La vida me convirtió en peruanista sin que me diera cuenta. Hoy lo entiendo mejor, porque añoro la reserva de Paracas y me emociono con Todos vuelven. Gracias a Nicomedes Santa Cruz descubrí que era la mejor canción de cualquier exilio y lamento no habérselo dicho a César Miró, la única vez que lo tuve cerca.
Por lo mismo, disfruto cada vez que regreso a la capital virreinal para comer rico, saludar a los primos y recorrer a los amigos entrañables. Lo acabo de hacer, pero esta vez volví a casa con una cierta tristeza. Podría definirla diciendo que, quizás con una excepción, esos amigos siguen siendo lo que eran, excepto en su talante vecinal.
En efecto, ellos seguían fieles al lema señorial que me regaló el más europeo: “debemos mantener la fraternidad dentro de las naturales discrepancias que demandan nuestras lealtades”. Pero ahora las discrepancias se habían bunkerizado.
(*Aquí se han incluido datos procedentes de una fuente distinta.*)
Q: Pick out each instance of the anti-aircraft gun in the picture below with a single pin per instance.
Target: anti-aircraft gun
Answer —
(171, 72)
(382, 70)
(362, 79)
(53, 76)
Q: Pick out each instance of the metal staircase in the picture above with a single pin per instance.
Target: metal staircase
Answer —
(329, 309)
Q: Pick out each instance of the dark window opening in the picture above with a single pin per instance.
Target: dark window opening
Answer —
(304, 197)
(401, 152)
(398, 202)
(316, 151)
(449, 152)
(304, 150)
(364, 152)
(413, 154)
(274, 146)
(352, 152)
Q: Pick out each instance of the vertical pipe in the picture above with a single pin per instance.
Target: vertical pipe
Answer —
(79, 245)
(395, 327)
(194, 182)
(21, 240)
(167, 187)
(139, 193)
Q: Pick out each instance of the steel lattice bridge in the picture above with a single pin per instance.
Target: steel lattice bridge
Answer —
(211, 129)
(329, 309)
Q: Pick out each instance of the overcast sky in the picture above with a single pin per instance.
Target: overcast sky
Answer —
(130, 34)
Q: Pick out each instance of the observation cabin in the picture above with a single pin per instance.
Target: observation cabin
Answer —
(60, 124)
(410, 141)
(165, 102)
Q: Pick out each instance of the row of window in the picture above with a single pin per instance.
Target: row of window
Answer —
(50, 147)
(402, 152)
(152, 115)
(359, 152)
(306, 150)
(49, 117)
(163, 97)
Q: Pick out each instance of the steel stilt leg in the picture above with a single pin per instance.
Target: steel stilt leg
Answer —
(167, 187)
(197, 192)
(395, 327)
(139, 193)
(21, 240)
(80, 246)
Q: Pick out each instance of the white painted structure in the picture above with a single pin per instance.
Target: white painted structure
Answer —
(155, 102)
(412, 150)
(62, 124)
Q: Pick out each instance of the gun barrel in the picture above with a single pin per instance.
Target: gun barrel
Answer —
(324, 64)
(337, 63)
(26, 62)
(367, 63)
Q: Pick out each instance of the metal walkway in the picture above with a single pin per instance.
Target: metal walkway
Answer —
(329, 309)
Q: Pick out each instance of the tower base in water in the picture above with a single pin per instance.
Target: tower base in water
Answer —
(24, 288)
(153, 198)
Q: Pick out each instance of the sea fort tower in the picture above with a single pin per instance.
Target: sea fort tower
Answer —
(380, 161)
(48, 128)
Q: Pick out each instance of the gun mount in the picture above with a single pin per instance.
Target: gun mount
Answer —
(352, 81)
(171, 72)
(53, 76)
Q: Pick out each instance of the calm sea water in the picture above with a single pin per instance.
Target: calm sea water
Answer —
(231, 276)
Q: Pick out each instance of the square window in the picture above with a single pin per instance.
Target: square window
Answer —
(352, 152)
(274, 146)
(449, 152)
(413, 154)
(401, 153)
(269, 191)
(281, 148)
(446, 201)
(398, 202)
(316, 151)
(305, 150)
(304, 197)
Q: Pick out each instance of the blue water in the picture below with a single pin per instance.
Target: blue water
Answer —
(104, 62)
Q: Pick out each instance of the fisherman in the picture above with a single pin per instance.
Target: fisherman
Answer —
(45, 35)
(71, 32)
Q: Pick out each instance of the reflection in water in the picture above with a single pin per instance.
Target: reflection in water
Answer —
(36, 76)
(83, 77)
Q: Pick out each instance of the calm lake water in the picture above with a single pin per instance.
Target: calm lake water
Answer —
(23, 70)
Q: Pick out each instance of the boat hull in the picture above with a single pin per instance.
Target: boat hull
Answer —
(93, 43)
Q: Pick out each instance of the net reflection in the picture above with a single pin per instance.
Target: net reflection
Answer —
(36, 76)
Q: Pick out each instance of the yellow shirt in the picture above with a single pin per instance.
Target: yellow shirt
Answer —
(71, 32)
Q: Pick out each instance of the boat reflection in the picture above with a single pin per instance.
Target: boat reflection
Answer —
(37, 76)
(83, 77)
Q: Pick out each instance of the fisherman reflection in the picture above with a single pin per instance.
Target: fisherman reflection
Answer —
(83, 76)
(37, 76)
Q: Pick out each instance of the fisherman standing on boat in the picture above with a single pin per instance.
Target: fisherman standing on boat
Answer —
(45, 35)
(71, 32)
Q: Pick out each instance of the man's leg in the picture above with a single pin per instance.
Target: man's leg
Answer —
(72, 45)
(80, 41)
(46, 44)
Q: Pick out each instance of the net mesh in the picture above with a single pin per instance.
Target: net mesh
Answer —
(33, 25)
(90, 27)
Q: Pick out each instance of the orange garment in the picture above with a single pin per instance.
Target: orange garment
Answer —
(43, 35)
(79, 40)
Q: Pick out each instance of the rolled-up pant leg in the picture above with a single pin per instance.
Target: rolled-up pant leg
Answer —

No socavaban la fraternidad, pero borraban la transparencia, como si un padre autoritario hubiera aumentado su lista de tabús: “en la mesa no se habla de política, religión ni límites marítimos”.
Fue como si el espejismo de que “la Corte dirá quien tiene la razón”, bloqueara la necesidad de seguir razonando o buscando acuerdos. Como si, cansados de arrastrar la mala onda binacional, quisieran creer que juristas extranjeros harán la tarea que no hicimos en casi ochenta años. Como si peruanos y chilenos estuvieramos condenados a vivir otros cien años mirándonos con recelo.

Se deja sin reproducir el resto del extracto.